Cloud storage company Dropbox (NASDAQ: DBX) will be announcing earnings results this Thursday after the bell. Here’s what to expect.

Dropbox beat analysts’ revenue expectations by 1.7% last quarter, reporting revenues of $634.4 million, flat year on year. It was a mixed quarter for the company, with an impressive beat of analysts’ EBITDA estimates but decelerating customer growth. It lost -60,000 customers and ended up with a total of 18.07 million.

Is Dropbox a buy or sell going into earnings? Read our full analysis here, it’s free for active Edge members.

This quarter, analysts are expecting Dropbox’s revenue to decline 2.3% year on year to $629.1 million, a reversal from the 1.4% increase it recorded in the same quarter last year. Adjusted earnings are expected to come in at $0.67 per share.

Dropbox Total Revenue

Analysts covering the company have generally reconfirmed their estimates over the last 30 days, suggesting they anticipate the business to stay the course heading into earnings. Dropbox has a history of exceeding Wall Street’s expectations, beating revenue estimates every single time over the past two years by 0.8% on average.

Looking at Dropbox’s peers in the productivity software segment, some have already reported their Q4 results, giving us a hint as to what we can expect. Microsoft delivered year-on-year revenue growth of 16.7%, beating analysts’ expectations by 1.2%, and ServiceNow reported revenues up 20.7%, topping estimates by 1%. Microsoft traded down 10% following the results while ServiceNow was also down 9.9%.

Read our full analysis of Microsoft’s results here and ServiceNow’s results here.

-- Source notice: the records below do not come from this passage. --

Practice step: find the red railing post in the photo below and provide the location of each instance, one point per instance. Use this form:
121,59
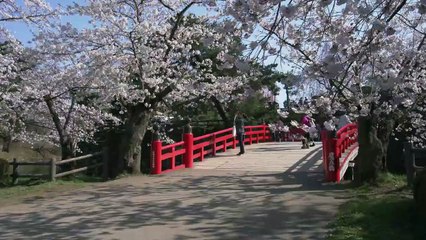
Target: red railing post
264,133
331,158
213,144
188,139
156,152
188,144
173,162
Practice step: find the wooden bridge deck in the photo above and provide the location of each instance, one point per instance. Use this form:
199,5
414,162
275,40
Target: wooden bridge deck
274,191
268,157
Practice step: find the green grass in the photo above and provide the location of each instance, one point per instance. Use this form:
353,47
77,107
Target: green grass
41,188
385,211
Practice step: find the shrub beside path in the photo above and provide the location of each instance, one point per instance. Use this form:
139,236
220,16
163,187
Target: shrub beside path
274,191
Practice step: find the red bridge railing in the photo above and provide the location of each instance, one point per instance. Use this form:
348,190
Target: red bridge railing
166,158
339,150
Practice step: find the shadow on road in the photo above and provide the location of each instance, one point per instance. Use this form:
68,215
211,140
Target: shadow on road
295,204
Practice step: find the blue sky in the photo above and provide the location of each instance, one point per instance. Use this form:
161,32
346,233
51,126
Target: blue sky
22,32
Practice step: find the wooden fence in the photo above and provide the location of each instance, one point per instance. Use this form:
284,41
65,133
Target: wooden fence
93,161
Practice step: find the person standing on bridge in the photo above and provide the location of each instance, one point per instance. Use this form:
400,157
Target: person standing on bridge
343,120
239,120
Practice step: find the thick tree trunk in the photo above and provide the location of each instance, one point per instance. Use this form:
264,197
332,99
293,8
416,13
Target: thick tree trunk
136,128
67,148
7,140
221,111
369,159
287,93
384,132
395,154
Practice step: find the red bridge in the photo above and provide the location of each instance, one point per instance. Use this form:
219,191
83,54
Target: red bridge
339,149
200,189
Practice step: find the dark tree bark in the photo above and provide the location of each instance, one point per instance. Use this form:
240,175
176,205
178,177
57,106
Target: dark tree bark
395,154
65,141
220,111
131,141
384,131
370,155
420,194
7,140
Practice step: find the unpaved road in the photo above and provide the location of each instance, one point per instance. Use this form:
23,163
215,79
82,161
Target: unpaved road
275,191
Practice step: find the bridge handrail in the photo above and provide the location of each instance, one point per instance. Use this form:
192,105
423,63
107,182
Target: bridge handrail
192,148
344,141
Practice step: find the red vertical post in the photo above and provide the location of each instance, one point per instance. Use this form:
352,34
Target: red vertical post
264,133
156,157
337,154
173,158
324,140
214,144
188,139
331,158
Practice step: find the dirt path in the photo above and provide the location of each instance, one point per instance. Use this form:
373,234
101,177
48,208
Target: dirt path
209,202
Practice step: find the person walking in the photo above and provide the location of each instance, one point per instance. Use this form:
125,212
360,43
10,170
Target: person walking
305,124
239,126
343,120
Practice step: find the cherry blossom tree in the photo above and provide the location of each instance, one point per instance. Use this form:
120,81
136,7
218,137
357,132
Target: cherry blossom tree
348,46
138,55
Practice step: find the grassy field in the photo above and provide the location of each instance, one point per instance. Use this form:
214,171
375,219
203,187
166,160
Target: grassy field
379,212
42,189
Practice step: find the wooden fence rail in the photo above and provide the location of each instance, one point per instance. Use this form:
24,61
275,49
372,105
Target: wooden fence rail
15,174
53,166
415,161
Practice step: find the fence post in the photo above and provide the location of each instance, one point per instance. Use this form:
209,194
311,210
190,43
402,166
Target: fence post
105,167
337,155
156,154
264,133
188,140
214,144
15,171
331,159
408,156
52,170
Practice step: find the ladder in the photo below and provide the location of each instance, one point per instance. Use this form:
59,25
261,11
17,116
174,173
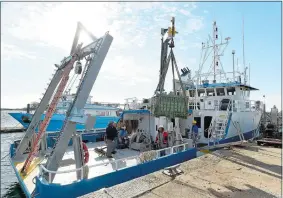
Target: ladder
256,133
97,51
218,125
49,113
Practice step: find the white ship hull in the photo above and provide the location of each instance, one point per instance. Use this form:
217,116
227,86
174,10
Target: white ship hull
248,124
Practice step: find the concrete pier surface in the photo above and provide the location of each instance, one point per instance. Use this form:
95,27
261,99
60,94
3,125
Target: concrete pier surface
239,172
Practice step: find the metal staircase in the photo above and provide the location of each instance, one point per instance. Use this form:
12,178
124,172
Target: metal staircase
218,125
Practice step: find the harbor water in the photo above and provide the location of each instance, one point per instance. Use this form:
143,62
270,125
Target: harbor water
9,183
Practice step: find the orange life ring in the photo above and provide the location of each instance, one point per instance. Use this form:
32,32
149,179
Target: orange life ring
86,153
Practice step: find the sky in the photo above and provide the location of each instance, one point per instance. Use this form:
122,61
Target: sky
37,35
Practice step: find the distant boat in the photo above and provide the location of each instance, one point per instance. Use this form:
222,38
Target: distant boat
104,114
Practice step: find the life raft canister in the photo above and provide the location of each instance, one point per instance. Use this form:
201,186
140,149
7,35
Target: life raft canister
86,153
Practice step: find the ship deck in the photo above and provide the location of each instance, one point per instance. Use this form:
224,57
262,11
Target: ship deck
98,165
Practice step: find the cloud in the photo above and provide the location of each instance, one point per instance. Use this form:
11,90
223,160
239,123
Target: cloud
133,59
9,52
194,24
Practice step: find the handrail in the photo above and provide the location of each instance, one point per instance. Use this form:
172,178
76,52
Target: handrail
81,169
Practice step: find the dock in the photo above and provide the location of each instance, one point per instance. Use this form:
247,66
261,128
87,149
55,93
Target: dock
247,171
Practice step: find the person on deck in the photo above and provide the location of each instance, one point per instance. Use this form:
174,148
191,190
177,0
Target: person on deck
111,134
195,131
123,138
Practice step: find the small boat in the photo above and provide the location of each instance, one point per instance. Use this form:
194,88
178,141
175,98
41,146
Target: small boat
69,166
104,113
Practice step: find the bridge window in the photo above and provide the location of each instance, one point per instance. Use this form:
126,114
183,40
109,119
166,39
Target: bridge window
210,92
201,92
220,91
231,91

Questions about potential tariffs and corporate tax changes have caused much volatility in 2025. While some of the productivity software stocks have shown solid performance in this choppy environment, the group has generally underperformed, with share prices down 13.6% on average over the last month. Dropbox is down 3.9% during the same time and is heading into earnings with an average analyst price target of $28.33 (compared to the current share price of $24.46).